This poem “Protest” by Ella Wheeler Wilcox published 100 years ago seems appropriate today as we begin to take action to restore our national decency.
To sit in silence when we should protest
Makes cowards out of men. The human race
Has climbed on protest. Had no voice been raised
Against injustice, ignorance and lust
The Inquisition yet would serve the law
And guillotines decide our least disputes.

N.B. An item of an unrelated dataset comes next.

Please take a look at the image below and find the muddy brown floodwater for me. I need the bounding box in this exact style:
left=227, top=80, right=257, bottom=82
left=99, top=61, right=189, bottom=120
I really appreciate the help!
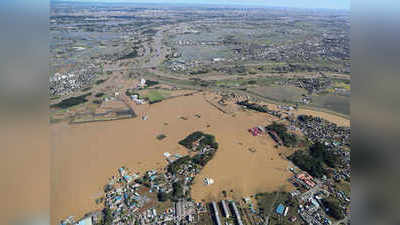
left=51, top=94, right=350, bottom=224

The few who dare must speak and speak again
To right the wrongs of many. Speech, thank God,
No vested power in this great day and land
Can gag or throttle; Press and voice may cry
Loud disapproval of existing ills,
May criticise oppression and condemn
The lawlessness of wealth-protecting laws
That let the children and child-bearers toil
To purchase ease for idle millionaires.
Therefore do I protest against the boast
Of independence in this mighty land.
Call no chain strong which holds one rusted link,
Call no land free that holds one fettered slave.
Until the manacled, slim wrists of babes
Are loosed to toss in childish sport and glee;
Until the Mother bears no burden save
The precious one beneath her heart; until
God’s soil is rescued from the clutch of greed
And given back to labour, let no man
Call this the Land of Freedom.
Note that most modern versions of this poem say “To sin in silence…” but this was the wording I found online in the published book of poetry.